LGBTQI+ History in Australia
The history of LGBTQI+ individuals in Australia is complex and diverse, with a range of experiences and challenges. During the 1960s and 1970s, activists fought for the decriminalization of homosexuality, anti-discrimination laws, and recognition of same-sex relationships. Homosexuality was illegal in Australia until 1975, and Tasmania was the last state to legalize it in 1994.
The first Mardi Gras event in Australia was held on June 24, 1978, and hundreds of people marched from Taylor Square to Hyde Park in Sydney. However, when they tried to pass through barricades, the police intervened. As a result, fifty-three individuals were arrested, and some experienced violent assaults. The heavy-handed approach by authorities was strongly criticised and led indirectly to a relaxation of protest laws in NSW. The event the next year was peaceful and successful, and it soon became a popular Sydney event: ‘The Gay and Lesbian Mardi Gras’.
In 2017, same-sex marriage was legalized, and in 2019, laws were passed to prohibit discrimination against LGBTQI+ students in religious schools.
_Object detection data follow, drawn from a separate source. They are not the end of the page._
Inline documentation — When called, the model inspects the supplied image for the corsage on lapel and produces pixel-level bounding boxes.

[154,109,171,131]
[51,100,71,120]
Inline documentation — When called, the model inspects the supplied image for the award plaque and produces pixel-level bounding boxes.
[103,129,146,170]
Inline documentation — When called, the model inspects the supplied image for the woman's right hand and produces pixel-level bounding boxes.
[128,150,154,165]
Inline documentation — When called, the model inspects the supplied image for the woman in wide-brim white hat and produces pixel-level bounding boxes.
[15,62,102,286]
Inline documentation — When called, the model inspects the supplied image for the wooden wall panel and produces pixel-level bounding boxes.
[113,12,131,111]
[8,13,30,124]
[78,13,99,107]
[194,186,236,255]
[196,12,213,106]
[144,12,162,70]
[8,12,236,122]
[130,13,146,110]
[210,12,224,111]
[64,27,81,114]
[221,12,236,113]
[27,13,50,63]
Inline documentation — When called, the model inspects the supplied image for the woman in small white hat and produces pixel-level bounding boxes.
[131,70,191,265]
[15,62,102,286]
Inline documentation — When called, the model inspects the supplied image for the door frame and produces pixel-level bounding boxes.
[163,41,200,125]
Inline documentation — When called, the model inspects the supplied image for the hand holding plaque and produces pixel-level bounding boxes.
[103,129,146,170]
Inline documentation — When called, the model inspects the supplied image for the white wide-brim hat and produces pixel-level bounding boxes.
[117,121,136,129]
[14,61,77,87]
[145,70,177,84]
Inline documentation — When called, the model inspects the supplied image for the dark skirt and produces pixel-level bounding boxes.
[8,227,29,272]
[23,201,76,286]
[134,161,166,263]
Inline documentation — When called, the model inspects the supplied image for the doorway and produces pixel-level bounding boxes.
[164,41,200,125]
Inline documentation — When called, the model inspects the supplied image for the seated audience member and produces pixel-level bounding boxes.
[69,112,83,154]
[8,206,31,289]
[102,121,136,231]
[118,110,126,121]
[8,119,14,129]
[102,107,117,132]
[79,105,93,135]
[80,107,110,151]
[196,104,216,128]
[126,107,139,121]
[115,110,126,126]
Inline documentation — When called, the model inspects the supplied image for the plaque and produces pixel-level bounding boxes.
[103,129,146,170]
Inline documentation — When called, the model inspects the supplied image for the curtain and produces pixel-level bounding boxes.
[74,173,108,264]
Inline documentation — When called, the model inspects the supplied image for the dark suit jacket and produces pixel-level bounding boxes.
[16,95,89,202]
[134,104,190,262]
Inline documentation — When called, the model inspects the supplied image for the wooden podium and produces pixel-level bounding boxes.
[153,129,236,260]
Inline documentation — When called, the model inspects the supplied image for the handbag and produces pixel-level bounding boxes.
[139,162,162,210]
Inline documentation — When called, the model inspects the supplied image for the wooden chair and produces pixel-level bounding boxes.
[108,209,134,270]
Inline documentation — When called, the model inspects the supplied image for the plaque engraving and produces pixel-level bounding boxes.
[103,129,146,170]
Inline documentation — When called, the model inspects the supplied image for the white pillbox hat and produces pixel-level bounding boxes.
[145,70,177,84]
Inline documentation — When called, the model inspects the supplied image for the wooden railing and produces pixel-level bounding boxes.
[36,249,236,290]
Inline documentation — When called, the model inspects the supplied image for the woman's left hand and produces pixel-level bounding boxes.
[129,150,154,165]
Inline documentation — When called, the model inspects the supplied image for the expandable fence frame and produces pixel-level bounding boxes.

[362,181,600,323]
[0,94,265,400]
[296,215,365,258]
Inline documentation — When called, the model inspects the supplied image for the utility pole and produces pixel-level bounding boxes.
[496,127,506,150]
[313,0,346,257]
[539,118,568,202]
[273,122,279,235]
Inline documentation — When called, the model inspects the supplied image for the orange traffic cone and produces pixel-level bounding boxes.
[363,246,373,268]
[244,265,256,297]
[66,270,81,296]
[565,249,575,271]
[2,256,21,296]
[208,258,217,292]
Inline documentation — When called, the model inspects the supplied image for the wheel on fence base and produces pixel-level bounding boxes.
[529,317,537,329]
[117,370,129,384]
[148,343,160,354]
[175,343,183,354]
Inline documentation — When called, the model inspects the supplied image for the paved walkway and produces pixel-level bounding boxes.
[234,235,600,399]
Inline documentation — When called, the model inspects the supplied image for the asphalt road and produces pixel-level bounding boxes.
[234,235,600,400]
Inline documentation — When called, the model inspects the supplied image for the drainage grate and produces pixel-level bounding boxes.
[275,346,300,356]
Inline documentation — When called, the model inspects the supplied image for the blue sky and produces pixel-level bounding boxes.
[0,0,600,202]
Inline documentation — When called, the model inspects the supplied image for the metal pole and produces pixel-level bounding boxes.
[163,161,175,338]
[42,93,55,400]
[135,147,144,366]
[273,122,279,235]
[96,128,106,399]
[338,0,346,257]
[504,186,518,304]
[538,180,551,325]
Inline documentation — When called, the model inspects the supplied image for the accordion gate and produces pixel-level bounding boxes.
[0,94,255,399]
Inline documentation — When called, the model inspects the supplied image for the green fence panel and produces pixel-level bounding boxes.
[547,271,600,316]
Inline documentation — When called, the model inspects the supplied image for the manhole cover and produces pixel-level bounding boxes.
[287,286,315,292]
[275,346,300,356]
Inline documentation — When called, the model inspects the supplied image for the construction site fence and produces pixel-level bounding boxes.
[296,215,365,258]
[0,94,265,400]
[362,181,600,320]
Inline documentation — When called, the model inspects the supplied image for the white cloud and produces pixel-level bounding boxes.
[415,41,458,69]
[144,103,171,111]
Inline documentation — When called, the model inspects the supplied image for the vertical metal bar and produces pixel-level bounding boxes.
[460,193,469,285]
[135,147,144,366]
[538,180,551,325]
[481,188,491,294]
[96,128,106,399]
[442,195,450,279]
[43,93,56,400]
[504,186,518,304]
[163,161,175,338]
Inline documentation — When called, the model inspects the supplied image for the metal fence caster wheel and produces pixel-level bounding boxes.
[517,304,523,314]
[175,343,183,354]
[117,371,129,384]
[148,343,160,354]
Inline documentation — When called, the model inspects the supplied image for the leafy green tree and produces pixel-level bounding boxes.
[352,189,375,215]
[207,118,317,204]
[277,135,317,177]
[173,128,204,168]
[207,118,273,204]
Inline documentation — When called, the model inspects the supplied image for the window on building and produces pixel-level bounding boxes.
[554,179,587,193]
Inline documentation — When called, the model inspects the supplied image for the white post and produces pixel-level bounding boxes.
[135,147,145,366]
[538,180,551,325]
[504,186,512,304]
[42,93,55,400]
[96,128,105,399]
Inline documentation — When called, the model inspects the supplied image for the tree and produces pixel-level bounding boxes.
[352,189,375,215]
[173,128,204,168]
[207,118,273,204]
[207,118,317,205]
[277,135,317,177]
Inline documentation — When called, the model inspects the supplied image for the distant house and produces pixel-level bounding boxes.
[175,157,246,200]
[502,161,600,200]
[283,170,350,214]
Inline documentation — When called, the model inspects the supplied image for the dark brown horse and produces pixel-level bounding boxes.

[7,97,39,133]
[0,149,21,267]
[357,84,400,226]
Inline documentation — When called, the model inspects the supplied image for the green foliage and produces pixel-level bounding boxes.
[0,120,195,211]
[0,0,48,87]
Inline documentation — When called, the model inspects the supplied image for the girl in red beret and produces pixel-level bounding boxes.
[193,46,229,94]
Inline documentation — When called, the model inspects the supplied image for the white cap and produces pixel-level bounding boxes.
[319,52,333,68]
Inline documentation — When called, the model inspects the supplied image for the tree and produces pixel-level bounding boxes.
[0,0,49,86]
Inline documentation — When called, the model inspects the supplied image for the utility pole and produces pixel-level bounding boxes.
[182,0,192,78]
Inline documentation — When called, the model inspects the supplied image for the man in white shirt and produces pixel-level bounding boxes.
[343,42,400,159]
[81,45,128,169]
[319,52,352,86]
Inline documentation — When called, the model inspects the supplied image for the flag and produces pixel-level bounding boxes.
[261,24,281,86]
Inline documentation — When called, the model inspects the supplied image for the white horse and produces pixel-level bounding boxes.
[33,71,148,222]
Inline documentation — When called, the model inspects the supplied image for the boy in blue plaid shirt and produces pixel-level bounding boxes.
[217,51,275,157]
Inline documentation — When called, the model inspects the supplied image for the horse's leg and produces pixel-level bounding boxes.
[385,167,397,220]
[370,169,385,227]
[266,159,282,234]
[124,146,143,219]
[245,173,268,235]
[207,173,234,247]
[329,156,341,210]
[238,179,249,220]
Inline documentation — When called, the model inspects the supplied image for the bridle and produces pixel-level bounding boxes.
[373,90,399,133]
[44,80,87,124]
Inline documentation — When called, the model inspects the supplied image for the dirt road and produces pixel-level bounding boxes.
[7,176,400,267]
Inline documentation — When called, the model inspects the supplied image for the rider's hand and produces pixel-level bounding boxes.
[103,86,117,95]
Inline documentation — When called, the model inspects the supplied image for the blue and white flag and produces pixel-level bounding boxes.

Although Australia has made significant progress in promoting the rights of LGBTQI+ individuals, there is still much work to be done.
Why we celebrate
Wear It Purple Day was created to raise awareness of the struggles faced by LGBTQI+ youth. The day was established in response to heartbreaking stories of mistreatment and the devastating loss of several young community members who tragically took their own lives due to bullying and harassment.
The movement started as a way to show young people around the world that there is still hope and that there is support and acceptance for them. It is about showing LGBTQI+ young people that they have the right to be proud of who they are.
Purple was chosen as it isn’t a primary colour, and it takes many colours to mix to get purple. Similar to the colour, Wear it Purple stands for being made from a diversity of the LGBTQI+ community and coming together to do something good.
How to Show Support
There are plenty of ways you can show support on Wear It Purple Day
- Wear something purple
- Host a morning tea at your workplace or school
- Donate to Wear It Purple
- Encourage any out/open LGBTQI+ staff members to present at your event and share their story
- Put Wear it Purple posters up around your office or school
So, on the 25th of August, put on your best purple outfit and Wear it Purple!